The data supports this shift. According to recent industry surveys, over 70% of event organizers plan to maintain virtual components even as they return to physical venues. The audiences expect it now.
Building Your Hybrid Strategy
Start With Audience Segmentation
Not all attendees want the same experience. Some will travel across the country for the networking opportunities only in-person events provide. Others—perhaps your international audience or those with travel constraints—prefer engaging from their home office.
Map your audience segments and their preferences before planning logistics. This informs everything from session formats to pricing tiers.
Design for Both Experiences Intentionally
The biggest mistake we see? Treating virtual attendees as an afterthought. Simply pointing a camera at a stage creates a second-class experience that satisfies no one.
Instead, design sessions with both audiences in mind:
- For presentations: Ensure remote viewers have clear audio, readable slides, and a dedicated moderator fielding their questions
- For networking: Create parallel experiences—physical attendees might have a cocktail hour while virtual attendees join curated video breakout rooms
- For engagement: Use tools that work across both formats, like live polling or Q&A platforms accessible to everyone
Rethink Your Content Strategy
Hybrid events generate more content than ever before. Recordings, chat transcripts, poll results, speaker slides—all of this becomes fuel for your content engine.

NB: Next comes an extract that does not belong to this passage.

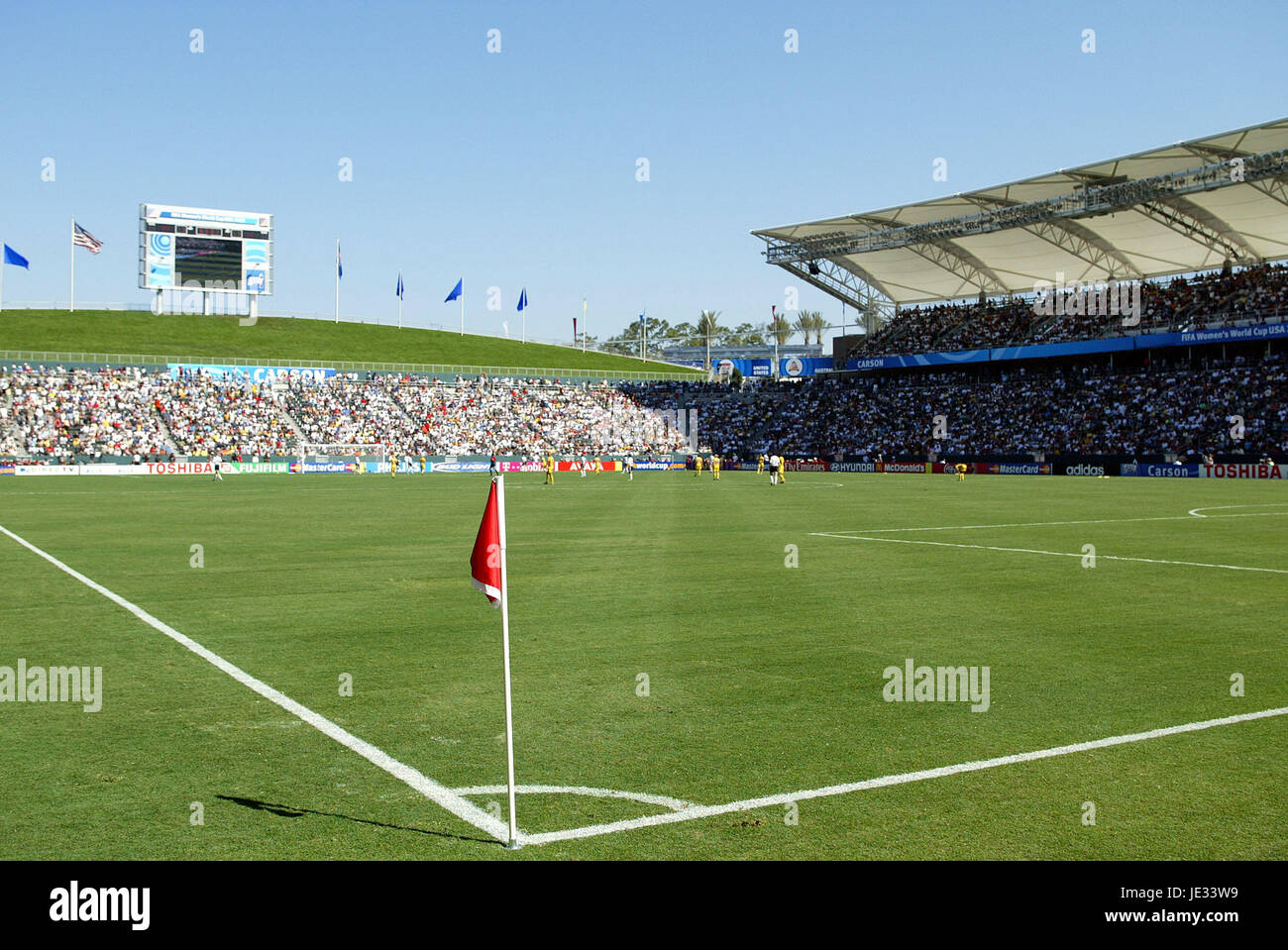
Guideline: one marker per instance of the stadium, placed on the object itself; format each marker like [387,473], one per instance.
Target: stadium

Plan your post-event content strategy before the event happens. Which sessions will become on-demand assets? How will you repurpose key moments for social media? What follow-up sequences will nurture attendees based on their engagement?
The Technology Stack
You’ll need robust infrastructure, but don’t over-engineer it. At minimum, hybrid events require:
- Reliable streaming: Invest in quality—poor audio or video will tank your virtual attendance
- Unified registration: One system that handles both in-person and virtual tickets, ideally with the ability to switch between formats
- Engagement tools: Platforms that create interaction opportunities regardless of how someone attends
- Analytics: Dashboards that capture behavior across both experiences
The good news is the vendor landscape has matured significantly. Solutions that were clunky in 2020 have improved dramatically.
Measuring Success Differently
Traditional event metrics focused on attendance and lead scans. Hybrid events demand more nuanced measurement.
Consider tracking:
- Engagement depth by attendee type
- Content consumption patterns post-event
- Pipeline influenced, segmented by attendance format
- Net promoter scores across both experiences
This data will inform how you allocate resources between in-person and virtual components in future events.
The Budget Conversation
Yes, hybrid events can cost more than single-format alternatives. You’re essentially producing two events simultaneously. But the reach and flexibility often justify the investment.
When building your business case, factor in:
- Expanded audience potential
- Reduced travel costs for your own team
- Extended content shelf life
- Improved accessibility and inclusion
Looking Ahead
The organizations that thrive in 2022’s event landscape will be those that stop viewing hybrid as a compromise and start seeing it as an opportunity. Done well, hybrid events let you serve diverse audience needs while maximizing the return on your event investment.
The key is intentional design. Every element should be planned with both audiences in mind, creating experiences that feel complete regardless of how someone chooses to attend.
Start small if you need to. But start now—because hybrid isn’t a temporary response to a pandemic. It’s the new standard for events that truly serve their audiences.